As Europe emerged from the wars which had been raging from 1793 to 1815 the historian James McDougall noted in A History of Algeria, (CUP, 2017) that “it suited the European powers to see Muslim privateers as a barbarous relic of a previous age. Britain and France were cooperating, no longer at war as they had been throughout the 18th and early 19th centuries. The restored European order that emerged from the Congress of Vienna saw itself as advancing in international peace, rational government and ‘civilisation’, containing revolution with a rational dose of liberalism and preaching ‘liberty’ as its own watchword.”
Pirates from Algiers were seen as a ‘barbaric’ relic of a previous age. In 1816, the English Lord Exmouth negotiated terms of peace with Algiers on behalf of Sardinia and Naples that included the free release, as British subjects, of Gibraltarian and Maltese captives. “This was still recognisable diplomacy in the old style, but English public opinion was unimpressed” writes Kalman. Six months later in August 1816 Exmouth returned and bombarded Algiers and “demanded the abolition of ‘slavery’, the restitution of all Christian slaves and the repayment of the indemnities – a properly firm action, to European eyes, on behalf of the ‘civilised’ nations against an ‘outlaw’ state.”
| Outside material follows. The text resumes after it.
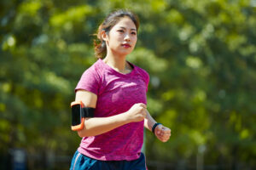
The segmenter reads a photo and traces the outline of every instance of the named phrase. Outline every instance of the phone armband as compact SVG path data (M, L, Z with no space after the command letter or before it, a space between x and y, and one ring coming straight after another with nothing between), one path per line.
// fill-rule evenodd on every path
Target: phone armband
M72 126L73 131L81 130L84 126L85 117L94 116L94 108L84 107L82 101L73 101L71 103L72 110Z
This was indeed a new world and Tunis was only saved from the same treatment by Exmouth as Algiers had received because the estranged wife of the Prince Regent, Caroline of Brunswick had travelled to Naples and from there sailed to Tunis with her Italian lover, Bartholome Pergami to escape the boredom and unpleasantness of life in London. When it was suggested to her that she might leave to give Exmouth a free hand, she allegedly replied that she had no intention of cutting short her holiday: “I find the Berberies much less barbarous than the Christians.”
Plus ça change…..except that Jews have all but disappeared from North Africa where they lived and prospered for two millennium save for a few thousand left in Tunisia and Morocco.
Julie Kalman has given us a highly readable and well researched history of two remarkable Jewish families and how they were able to flourish in a Muslim world in a way that is inconceivable today.